In statistics and research, internal consistency is typically a measure based on the correlations between different items on the same test (or the same subscale on a larger test). It measures whether several items that propose to measure the same general construct produce similar scores. For example, if a respondent expressed agreement with the statements "I like to ride bicycles" and "I've enjoyed riding bicycles in the past", and disagreement with the statement "I hate bicycles", this would be indicative of good internal consistency of the test.
Internal consistency is usually measured with Cronbach's alpha, a statistic calculated from the pairwise correlations between items. Internal consistency ranges between negative infinity and one. Coefficient alpha will be negative whenever there is greater within-subject variability than between-subject variability.[1]
A commonly accepted rule of thumb for describing internal consistency is as follows:[2]
Cronbach's alpha | Internal consistency |
---|---|
0.9 ≤ α | Excellent |
0.8 ≤ α < 0.9 | Good |
0.7 ≤ α < 0.8 | Acceptable |
0.6 ≤ α < 0.7 | Questionable |
0.5 ≤ α < 0.6 | Poor |
α < 0.5 | Unacceptable |
Very high reliabilities (0.95 or higher) are not necessarily desirable, as this indicates that the items may be redundant.[3] The goal in designing a reliable instrument is for scores on similar items to be related (internally consistent), but for each to contribute some unique information as well. Note further that Cronbach's alpha is necessarily higher for tests measuring more narrow constructs, and lower when more generic, broad constructs are measured. This phenomenon, along with a number of other reasons, argue against using objective cut-off values for internal consistency measures.[4] Alpha is also a function of the number of items, so shorter scales will often have lower reliability estimates yet still be preferable in many situations because they are lower burden.
An alternative way of thinking about internal consistency is that it is the extent to which all of the items of a test measure the same latent variable. The advantage of this perspective over the notion of a high average correlation among the items of a test – the perspective underlying Cronbach's alpha – is that the average item correlation is affected by skewness (in the distribution of item correlations) just as any other average is. Thus, whereas the modal item correlation is zero when the items of a test measure several unrelated latent variables, the average item correlation in such cases will be greater than zero.
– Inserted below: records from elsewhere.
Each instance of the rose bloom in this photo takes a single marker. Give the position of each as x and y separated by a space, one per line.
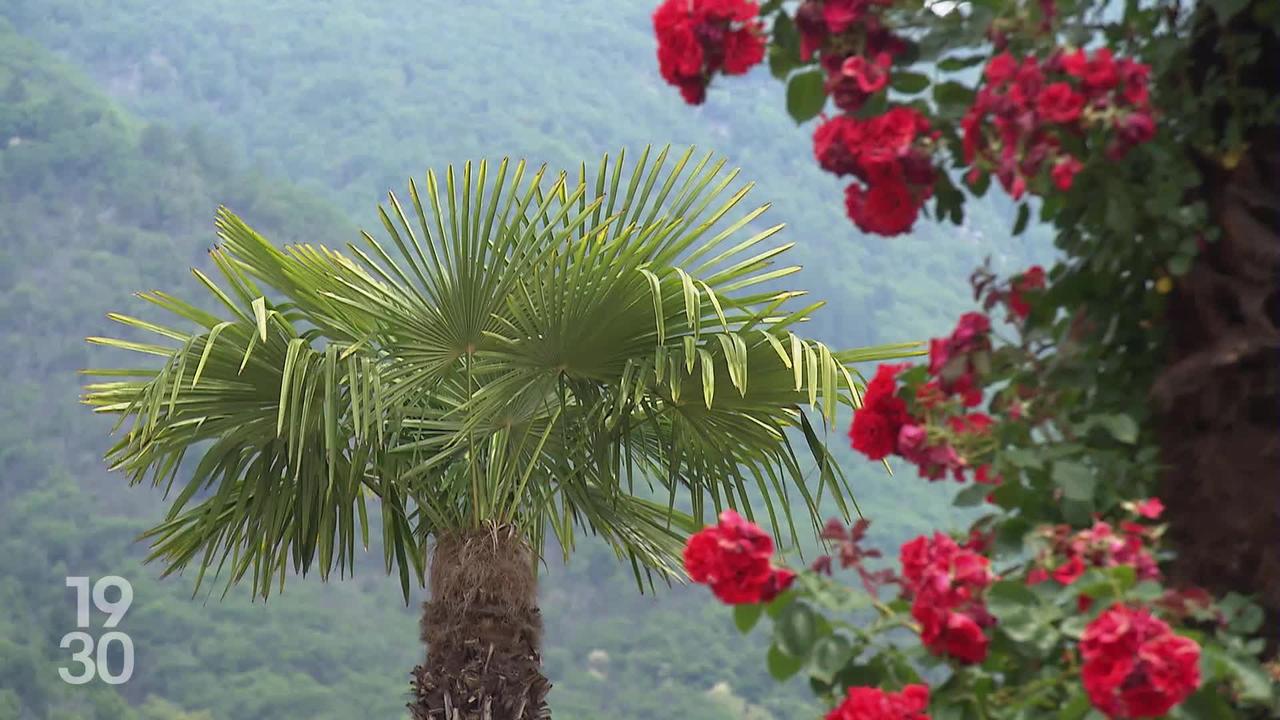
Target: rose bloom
1064 172
734 557
1134 665
1057 103
886 208
874 703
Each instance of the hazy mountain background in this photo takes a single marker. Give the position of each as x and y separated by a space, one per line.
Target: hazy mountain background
124 123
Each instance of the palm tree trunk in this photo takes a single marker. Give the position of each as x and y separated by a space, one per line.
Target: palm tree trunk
1220 391
483 632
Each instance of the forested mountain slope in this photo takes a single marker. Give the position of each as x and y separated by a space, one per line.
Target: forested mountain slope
96 203
353 98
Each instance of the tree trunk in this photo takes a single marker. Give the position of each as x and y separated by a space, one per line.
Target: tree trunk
483 632
1220 392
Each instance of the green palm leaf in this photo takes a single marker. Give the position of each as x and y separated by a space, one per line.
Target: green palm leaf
594 355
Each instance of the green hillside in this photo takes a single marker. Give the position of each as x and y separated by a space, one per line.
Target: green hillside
118 142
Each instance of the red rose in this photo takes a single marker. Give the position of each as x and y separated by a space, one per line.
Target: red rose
680 55
1134 665
832 145
1151 507
1097 74
1137 128
1101 72
841 13
780 579
986 477
873 433
1057 103
874 703
1133 82
959 637
744 49
1064 172
1070 570
734 559
741 10
872 76
886 208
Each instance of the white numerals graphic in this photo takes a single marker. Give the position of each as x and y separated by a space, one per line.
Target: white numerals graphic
94 657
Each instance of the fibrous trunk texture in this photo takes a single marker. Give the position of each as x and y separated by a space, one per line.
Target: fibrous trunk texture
483 632
1220 392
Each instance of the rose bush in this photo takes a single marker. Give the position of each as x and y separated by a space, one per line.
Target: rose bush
1119 126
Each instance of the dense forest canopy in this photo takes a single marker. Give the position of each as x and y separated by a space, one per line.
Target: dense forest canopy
123 127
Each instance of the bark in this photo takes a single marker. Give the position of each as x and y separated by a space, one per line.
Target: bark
1219 395
483 632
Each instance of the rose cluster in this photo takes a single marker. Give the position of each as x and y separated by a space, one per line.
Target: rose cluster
1029 110
873 703
1134 665
735 559
942 432
945 583
1069 552
853 45
851 554
890 154
698 39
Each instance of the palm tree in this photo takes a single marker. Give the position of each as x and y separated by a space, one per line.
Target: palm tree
520 355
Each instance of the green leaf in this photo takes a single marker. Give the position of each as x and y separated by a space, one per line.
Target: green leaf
909 83
952 98
1253 682
1248 620
830 657
745 616
1205 705
1121 427
1104 583
782 665
1006 596
961 62
805 95
796 630
1075 709
785 48
1075 479
775 607
972 495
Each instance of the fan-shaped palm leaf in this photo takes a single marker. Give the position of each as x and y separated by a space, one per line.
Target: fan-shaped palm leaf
547 352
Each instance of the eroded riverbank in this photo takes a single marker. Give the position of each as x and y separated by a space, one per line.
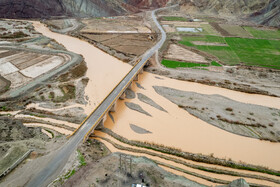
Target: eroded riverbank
104 71
179 129
176 127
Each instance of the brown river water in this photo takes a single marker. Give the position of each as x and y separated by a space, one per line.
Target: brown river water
177 128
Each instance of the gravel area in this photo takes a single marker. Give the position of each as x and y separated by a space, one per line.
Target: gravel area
139 130
149 101
236 117
137 108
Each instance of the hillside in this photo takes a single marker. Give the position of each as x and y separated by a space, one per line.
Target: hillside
266 12
270 15
77 8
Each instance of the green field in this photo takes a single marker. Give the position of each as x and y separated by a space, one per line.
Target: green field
236 30
253 52
173 18
266 34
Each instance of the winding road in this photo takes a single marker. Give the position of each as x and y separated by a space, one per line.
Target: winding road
61 156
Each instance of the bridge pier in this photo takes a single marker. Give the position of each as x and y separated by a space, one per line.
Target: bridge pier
122 97
113 107
136 78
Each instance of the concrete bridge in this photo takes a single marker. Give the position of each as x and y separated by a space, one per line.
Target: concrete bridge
60 157
98 116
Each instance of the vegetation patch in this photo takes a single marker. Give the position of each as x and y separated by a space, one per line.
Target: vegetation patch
261 33
251 52
173 18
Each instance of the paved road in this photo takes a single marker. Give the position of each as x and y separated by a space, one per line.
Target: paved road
58 161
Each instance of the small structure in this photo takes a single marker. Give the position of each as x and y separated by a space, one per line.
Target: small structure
138 185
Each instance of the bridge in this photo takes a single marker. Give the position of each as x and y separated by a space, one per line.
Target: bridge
59 158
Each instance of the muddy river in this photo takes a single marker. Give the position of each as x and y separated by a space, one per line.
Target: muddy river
176 127
104 71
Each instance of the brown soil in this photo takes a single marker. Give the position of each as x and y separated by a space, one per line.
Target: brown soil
130 44
105 170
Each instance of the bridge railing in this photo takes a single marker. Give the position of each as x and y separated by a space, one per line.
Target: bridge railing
117 97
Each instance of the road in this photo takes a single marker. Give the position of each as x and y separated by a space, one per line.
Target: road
58 161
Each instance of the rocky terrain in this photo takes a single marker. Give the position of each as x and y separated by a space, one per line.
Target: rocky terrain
269 15
239 118
265 12
77 8
102 170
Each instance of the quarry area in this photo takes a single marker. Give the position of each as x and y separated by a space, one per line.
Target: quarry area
205 111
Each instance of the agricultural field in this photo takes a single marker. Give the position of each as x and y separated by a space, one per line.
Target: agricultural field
236 30
20 67
263 33
252 52
174 18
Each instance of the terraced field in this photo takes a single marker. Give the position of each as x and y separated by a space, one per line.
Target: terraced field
20 67
252 52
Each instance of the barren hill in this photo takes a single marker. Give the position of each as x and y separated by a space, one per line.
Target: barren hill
266 12
78 8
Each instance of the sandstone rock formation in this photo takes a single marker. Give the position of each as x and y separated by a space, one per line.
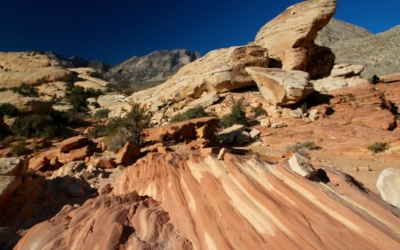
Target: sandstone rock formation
337 31
126 221
290 36
388 186
220 70
255 191
281 87
153 68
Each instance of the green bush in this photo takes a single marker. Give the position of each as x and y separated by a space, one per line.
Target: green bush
192 113
25 90
258 111
299 146
119 130
236 116
77 97
101 113
20 149
48 126
8 109
377 147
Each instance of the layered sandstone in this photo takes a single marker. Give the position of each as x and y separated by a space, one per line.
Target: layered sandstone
220 70
290 36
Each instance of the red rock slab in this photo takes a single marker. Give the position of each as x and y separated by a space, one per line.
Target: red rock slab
245 203
126 221
73 143
177 131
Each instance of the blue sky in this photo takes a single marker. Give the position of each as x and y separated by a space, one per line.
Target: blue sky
115 31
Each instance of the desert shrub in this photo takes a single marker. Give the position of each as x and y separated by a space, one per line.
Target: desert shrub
259 111
36 125
10 139
299 146
19 149
236 116
119 130
25 90
77 97
101 113
8 109
192 113
377 147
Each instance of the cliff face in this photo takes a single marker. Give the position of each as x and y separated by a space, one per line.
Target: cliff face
155 67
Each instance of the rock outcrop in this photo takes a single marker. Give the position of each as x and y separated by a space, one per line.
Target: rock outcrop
220 70
153 68
126 221
378 54
281 87
290 36
337 31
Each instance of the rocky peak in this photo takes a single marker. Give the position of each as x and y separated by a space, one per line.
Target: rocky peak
154 67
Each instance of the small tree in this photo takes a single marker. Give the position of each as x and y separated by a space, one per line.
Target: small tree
77 97
25 90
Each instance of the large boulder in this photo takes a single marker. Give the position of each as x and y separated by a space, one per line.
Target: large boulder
220 70
290 36
281 87
388 185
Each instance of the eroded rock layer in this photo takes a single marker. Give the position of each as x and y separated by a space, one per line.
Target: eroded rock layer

Thus, whereas the ideal of measurement is for all items of a test to measure the same latent variable, alpha has been demonstrated many times to attain quite high values even when the set of items measures several unrelated latent variables.[5][6][7][8][9][10][11] The hierarchical "coefficient omega" may be a more appropriate index of the extent to which all of the items in a test measure the same latent variable.[12][13] Several different measures of internal consistency are reviewed by Revelle & Zinbarg (2009).[14][15]